The examination of thematic content, through the frequency analysis of terms, has shed light on the prevailing research focuses. Terms such as “students,” “performance,” and “online” underscore a collective effort within the research community to address student-centric outcomes and integrate technology into educational practices. In light of these findings, several implications and recommendations have emerged. Strategic collaborations and a global engagement approach are recommended to foster cross-disciplinary collaborations and enrich the global discourse on machine learning in education. Acknowledging influential authors and collaborative clusters provides guidance for strategic collaboration initiatives, amplifying the impact of research in the field. The thematic emphasis on terms like “online” and “analytics” encourages institutions and policymakers to invest in technological infrastructure, supporting the integration of machine learning in educational settings. Moreover, the emphasis on student-centric terms underscores the importance of prioritizing research that directly impacts student learning experiences. Future research endeavors should aim to enhance educational outcomes through the application of machine learning. The call for longitudinal studies and impact assessments advocates for evidence-based decision-making, contributing to the field's maturity and guiding the implementation of effective educational technologies. In essence, this study contributes significantly to the ongoing discourse on machine learning and education. The findings and recommendations presented here serve as a foundational resource for future research initiatives, collaborations, and policy decisions, shaping the trajectory of machine learning in educational research for the foreseeable future.
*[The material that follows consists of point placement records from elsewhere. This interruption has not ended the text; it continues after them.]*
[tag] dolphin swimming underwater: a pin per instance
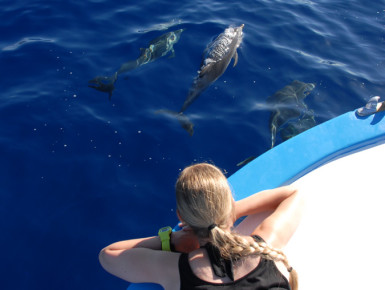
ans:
(290, 115)
(157, 48)
(216, 58)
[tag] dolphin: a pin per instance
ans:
(157, 48)
(216, 58)
(290, 115)
(162, 26)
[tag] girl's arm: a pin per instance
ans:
(140, 261)
(272, 214)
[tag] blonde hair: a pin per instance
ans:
(204, 202)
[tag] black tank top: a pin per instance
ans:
(265, 276)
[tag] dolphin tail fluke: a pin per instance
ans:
(104, 84)
(182, 118)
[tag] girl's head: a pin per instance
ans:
(205, 203)
(204, 198)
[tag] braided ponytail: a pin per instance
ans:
(233, 246)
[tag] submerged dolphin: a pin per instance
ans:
(157, 48)
(290, 115)
(216, 58)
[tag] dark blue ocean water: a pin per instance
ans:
(78, 171)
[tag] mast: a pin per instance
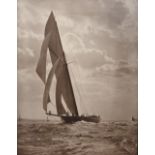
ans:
(67, 70)
(64, 89)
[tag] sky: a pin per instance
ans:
(99, 37)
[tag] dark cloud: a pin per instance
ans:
(100, 34)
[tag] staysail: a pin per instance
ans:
(64, 88)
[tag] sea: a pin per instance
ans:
(42, 137)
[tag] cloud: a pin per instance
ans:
(100, 35)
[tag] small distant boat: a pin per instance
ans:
(64, 91)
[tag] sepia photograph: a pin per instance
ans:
(77, 77)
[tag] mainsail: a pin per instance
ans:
(64, 88)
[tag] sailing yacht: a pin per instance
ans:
(64, 89)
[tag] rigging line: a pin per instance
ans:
(78, 89)
(83, 90)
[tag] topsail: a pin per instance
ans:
(64, 88)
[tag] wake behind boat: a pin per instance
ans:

8 Limitations and future work

One limitation of our study is that we relied only on the Web of Science database to generate the datasets. This approach may have overlooked relevant publications from other sources, resulting in an incomplete view of ML in educational research. Moreover, our findings may have been influenced by publication bias, as studies with significant results or positive outcomes are more likely to be published. This could have led to a skewed representation of the data. To overcome these limitations and further advance the understanding of ML in educational research, there are several avenues for future research. First and foremost, efforts should be made to enhance data collection by incorporating a wider range of sources. This could include unpublished studies and international databases, which would provide a more comprehensive perspective. Additionally, addressing publication bias through techniques such as funnel plot analysis and promoting the pre-registration of studies could help minimize biases and improve the accuracy of our findings.